04 August 2010

MARKET ANALYSIS: Digital showers

Aug Roger Crabb mira

Roger Crabb, marketing manager at Mira Showers, takes a look at the digital shower sector... 

Despite well-publicised difficulties in the sector during the recession, one segment of the showers market has been doing rather well. 

Once exclusively upmarket, digital products are now found in merchants and mass retail outlets at increasingly affordable prices. The technology is tried and trusted too - digital long having been a mainstay of the commercial bathroom market, where precise

temperature control and no-touch technology are essential features in healthcare and other situations.

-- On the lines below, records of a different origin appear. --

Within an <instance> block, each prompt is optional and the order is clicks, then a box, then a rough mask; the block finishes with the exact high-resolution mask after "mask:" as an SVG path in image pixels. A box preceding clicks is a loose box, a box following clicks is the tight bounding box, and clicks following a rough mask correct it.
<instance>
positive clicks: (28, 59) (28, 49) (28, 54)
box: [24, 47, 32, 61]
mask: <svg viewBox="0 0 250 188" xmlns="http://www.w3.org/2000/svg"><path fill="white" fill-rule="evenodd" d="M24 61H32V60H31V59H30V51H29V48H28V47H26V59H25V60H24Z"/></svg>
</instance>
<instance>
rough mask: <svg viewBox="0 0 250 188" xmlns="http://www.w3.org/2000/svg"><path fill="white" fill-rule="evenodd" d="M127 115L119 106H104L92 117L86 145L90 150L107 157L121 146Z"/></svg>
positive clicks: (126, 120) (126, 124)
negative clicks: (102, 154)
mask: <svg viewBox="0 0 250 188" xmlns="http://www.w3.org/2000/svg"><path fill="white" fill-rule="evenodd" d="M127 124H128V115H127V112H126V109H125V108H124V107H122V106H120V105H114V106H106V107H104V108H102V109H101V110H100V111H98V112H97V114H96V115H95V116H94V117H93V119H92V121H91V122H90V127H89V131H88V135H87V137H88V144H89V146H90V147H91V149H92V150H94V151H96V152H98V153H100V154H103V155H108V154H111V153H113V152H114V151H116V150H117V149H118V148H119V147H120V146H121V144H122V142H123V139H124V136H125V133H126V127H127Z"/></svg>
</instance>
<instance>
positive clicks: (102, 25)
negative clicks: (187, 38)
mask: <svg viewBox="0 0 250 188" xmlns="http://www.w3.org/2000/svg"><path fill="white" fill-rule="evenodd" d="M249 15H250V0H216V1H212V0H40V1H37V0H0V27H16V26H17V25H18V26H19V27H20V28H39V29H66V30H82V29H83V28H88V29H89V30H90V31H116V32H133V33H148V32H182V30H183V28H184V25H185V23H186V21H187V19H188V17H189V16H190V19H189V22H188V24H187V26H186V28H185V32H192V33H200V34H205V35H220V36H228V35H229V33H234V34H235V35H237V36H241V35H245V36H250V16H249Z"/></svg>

Firm figures on the volume of digital products entering the market are hard to come by, not least because at least one manufacturer chooses to hide its light under a bushel and not share its data with either the Building Services Research and Information Association

(BSRIA) or BRG Consult.

That said, we do know digital showers currently account for less than 5% of the UK shower market by volume. But the sector has seen considerable growth since the first model was launched in 2001.

That growth is anticipated to increase dramatically over the next few years as the technology becomes more accessible, prices fall and the 'smart home' concept increasingly takes hold. It is estimated that digital's share of the market will double over the next five years, though that estimate could prove conservative. 

In the context of the smart home, the prospect of automation has been much vaunted over the past few decades, but has yet to make real inroads into the market. However, a proliferation of new wireless and networkable devices is bringing the prospect of advanced control into the realms of the possible.

Digital showering is just one example whereby, for instance, showers can be set to warm up before use or the duration fixed for greater water efficiency. Other benefits include: ease of installation, as the valve can be located away from the showering area; remote

or wireless control, whereby temperature and flow preselection are memorised for a personalised showering experience; and the opportunity to create iconic designs by using hidden valves, touch-screen displays, remote controls and sleek fittings.

Fully integrated wireless control could also deliver in a variety of applications - one, say, where a group of appliances are managed as a unit. Such networking - especially where

interoperability exists - doesn't limit the use of such controls to any one device. They can also be deployed to operate lighting, home AV systems, security, and even climate controls.

Consequently, market composition of the shower control sector is expected to change from its historical split between traditional mixer and electric showers to further encompass digital, as these products offer consumers benefits not available through traditional products.